There are both political and technical debates on this. The technical debate is, to what extent central banks take into account asset prices while setting the monetary policy. That is a 'bloodless' way of asking the question whether capitalism is dead. In other words, the debate is whether central banks should take notice when irrational exuberance is underway in the market. People who say 'yes' are winning the argument. They are persuasively arguing that central banks should not ignore asset prices like before. Inflation in stock prices or property need to be taken into account.
A change in central banking orthodoxy is likely because of this crisis. That may lead to a more interventionist approach by them in the asset market. A massive reaction against 'Anglo-Saxon capitalism' is probably not likely.
The distribution model is under some threat. A tilt back towards more conventional banking practices is possible. Legislation to ban certain practices in capital markets are relatively unlikely. What we will see is a variety of technical central banking responses depending on the recession and pick-up scenario. If the world falls into a major recession, political forces then will become much stronger. That scenario is hard to predict. Despite the pessimistic scenario I don't see a deep or global recession.
In your book (Global Financial Regulation, The Essential Guide) you argued that there should be more participation of developing countries in global financial institutions.
There is a big issue there of legitimacy. The Basel committee has 13 members, 10 from Europe. In the banking system, three of the top 10 banks are Chinese. It's pretty crazy they are not involved. Western governments have been very slow to recognise the implications of globalised financial markets. For instance, the Basel II capital accord was devised entirely without reference to Islamic financial institutions. We need to have more representative bodies.
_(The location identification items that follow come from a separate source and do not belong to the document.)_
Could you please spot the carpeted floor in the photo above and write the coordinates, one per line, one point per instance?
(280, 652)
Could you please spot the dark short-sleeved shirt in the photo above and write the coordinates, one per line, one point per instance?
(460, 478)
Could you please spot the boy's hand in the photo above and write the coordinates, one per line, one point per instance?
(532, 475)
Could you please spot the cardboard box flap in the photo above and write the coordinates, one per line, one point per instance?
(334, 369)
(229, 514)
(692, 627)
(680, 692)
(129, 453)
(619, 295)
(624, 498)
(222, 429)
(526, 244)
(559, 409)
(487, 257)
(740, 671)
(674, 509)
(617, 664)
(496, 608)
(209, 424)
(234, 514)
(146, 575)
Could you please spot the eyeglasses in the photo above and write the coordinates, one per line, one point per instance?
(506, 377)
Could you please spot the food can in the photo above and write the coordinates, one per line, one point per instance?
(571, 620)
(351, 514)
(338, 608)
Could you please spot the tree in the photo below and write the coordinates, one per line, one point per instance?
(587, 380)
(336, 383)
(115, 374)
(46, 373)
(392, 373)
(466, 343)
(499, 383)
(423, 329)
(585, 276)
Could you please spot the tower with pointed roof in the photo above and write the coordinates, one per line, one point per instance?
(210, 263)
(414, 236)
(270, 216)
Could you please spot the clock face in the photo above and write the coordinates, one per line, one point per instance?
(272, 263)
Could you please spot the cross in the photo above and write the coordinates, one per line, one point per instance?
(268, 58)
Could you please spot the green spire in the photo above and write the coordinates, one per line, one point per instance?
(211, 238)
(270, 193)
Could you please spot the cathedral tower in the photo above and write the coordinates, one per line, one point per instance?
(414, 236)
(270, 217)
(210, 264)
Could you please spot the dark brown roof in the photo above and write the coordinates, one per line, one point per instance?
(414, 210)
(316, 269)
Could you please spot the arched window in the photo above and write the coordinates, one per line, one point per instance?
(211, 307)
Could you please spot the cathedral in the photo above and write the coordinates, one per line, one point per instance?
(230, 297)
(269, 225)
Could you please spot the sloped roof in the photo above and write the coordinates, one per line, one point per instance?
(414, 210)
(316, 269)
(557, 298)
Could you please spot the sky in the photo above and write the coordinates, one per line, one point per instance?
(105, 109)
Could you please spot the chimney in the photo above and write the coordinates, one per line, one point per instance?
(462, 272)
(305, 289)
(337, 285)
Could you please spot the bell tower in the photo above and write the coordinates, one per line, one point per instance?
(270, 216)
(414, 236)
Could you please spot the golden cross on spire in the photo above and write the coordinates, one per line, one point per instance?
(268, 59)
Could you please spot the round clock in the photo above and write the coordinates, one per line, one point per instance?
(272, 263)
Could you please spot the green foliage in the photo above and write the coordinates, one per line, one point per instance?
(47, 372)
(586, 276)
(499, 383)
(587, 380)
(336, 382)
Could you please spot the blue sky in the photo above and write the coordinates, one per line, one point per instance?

You cannot expect countries like India and China to follow these rules when they were not consulted in the first place. But it also requires countries brought in to behave in a different way. You now have emerging market representatives in some international bodies who sit there and think how does this affect their interest. You can't be like that. You have to leave your Chinese or Indian attire at home and cooperate to make global rules for the general good. Europeans and Americans do that. But one must admit it's also part of a general issue, as is the case with the UN Security Council representation.
One consequence of this crisis will be that people will say we really have to overhaul these institutions.
What is happening to the commodity markets and food prices?
There have been some curious market interventions. Subsidies to produce bio-fuels in the US have diverted corn production to oils. There are some very peculiar goings on in commodity markets. The root of the problem is misguided government interventions.
The yuan is appreciating; Singapore, for instance, is pursuing a strong currency policy to combat inflation. What are the implications amid the current slowdown?
Depreciation of the US dollar is serving to offset recessionary pressures in the US. That is welcome. Massive deflationary effect from the housing market is flowing to consumer spending. But you got some offset in the form of American manufacturing. US cars are being exported, for a change, after a long time. And the rest of the world should not seek to resist. That would perpetuate global imbalances.
Since last year or so the Chinese have been behaving statesman-like. It's no coincidence that the renminbi started moving when Americans stopped shouting about it. All this is generally beneficial. Any sharp currency movements, however, will cause casualties. But generally the movements have been quite positive. Of course one has to watch the inflationary consequences of these moves. But given the economy is slowing globally, inflation should not be a worry. Manufacturers will get a nasty surprise if they tend to raise prices now.